No entanto, não é só pelos meios externos — de si quão valiosos! — que Deus Se comunica conosco. Ele nos fala também em nosso interior, em diversas circunstâncias, com graças atuais em quantidade, através de discretos sopros emoções íntimas. Inclusive, por mais endurecido que possa ser um pecador, Deus nunca cessa de aguilhoar-lhe a consciência, a fim de ele se dar conta de seus desvios.

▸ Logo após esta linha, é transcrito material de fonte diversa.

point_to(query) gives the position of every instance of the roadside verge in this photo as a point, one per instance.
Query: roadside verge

Deve-se estar atento e responder prontamente

Ora, a vida espiritual consiste na reciprocidade para com esta constante voz de Deus chamando-nos ad maiora: é preciso não só ouvi-la, como corresponder a ela. Porque se é falta de educação não retribuir o cumprimento de alguém com quem nos cruzamos, sobretudo esta atitude é impensável perante Deus. Devemos ter a postura de Samuel ao escutar o apelo do Senhor: levantou-se de imediato, e disse: Præsto sum — Estou pronto! (cf. I Sm 3, 5).
Por que acontece, então, de ficarmos surdos, se Deus fala com tanta verve e através de tantos meios? A causa principal deste mal é abrir o coração para vozes estranhas, alheias a Deus e que não conduzem a Ele. A impureza, a avidez por dinheiro, o gozo da vida e as concessões feitas ao pecado tornam córneo o ouvido espiritual, bem como encardida e entorpecida a alma. Barbarizado pelo ruído de seus sentidos, perde o homem a audição do Espírito Santo e se torna inteiramente refratário à voz de Deus. Esta nada mais significa para ele, não o impressiona nem lhe toca o fundo da alma. O surdo espiritual é tão incapaz de compreender os assuntos da Fé, quanto um cão o é em relação aos raciocínios da inteligência humana. O próprio Nosso Senhor Se queixa várias vezes — comprovamos isso ao longo dos Evangelhos — a respeito do povo que ouve, e não entende. Por isso, Ele intimava aqueles que assistiam à sua pregação: “Quem tiver ouvidos para ouvir, ouça!” (Mc 4,9).
O perigo de cair na surdez parcial
Todavia, existe também a surdez parcial. Ao ouvirmos certos temas espirituais vibramos e até nos emocionamos.., mas, em parte. Eis que a linguagem usada pelo mundo, com todos seus atrativos, nos seduz e, por vezes, em lugar de combatermos tais solicitações, as aceitamos. Então, os ouvidos carregados por estes rumores não mais percebem aquela voz divina austera, contudo muito suave e deleitante, desde que saibamos apreciá-la. Com efeito, como é possível escutar a voz de Deus enquanto estamos com a atenção posta no bulício da televisão, do rádio, do cinema, da internet e de tantas outras coisas? Como manter-se numa perspectiva que faça crescer a própria fé, se nossos atos são completamente desprovidos de qualquer significado sobrenatural, pois vivemos como ateus práticos? Como ter o pensamento tomado pela grandeza e beleza de Deus quando temos nossa mente presa aquilo que é imoral? Dois objetivos opostos não cabem na mesma ação do homem: é Deus ou satanás, é o Céu ou o inferno.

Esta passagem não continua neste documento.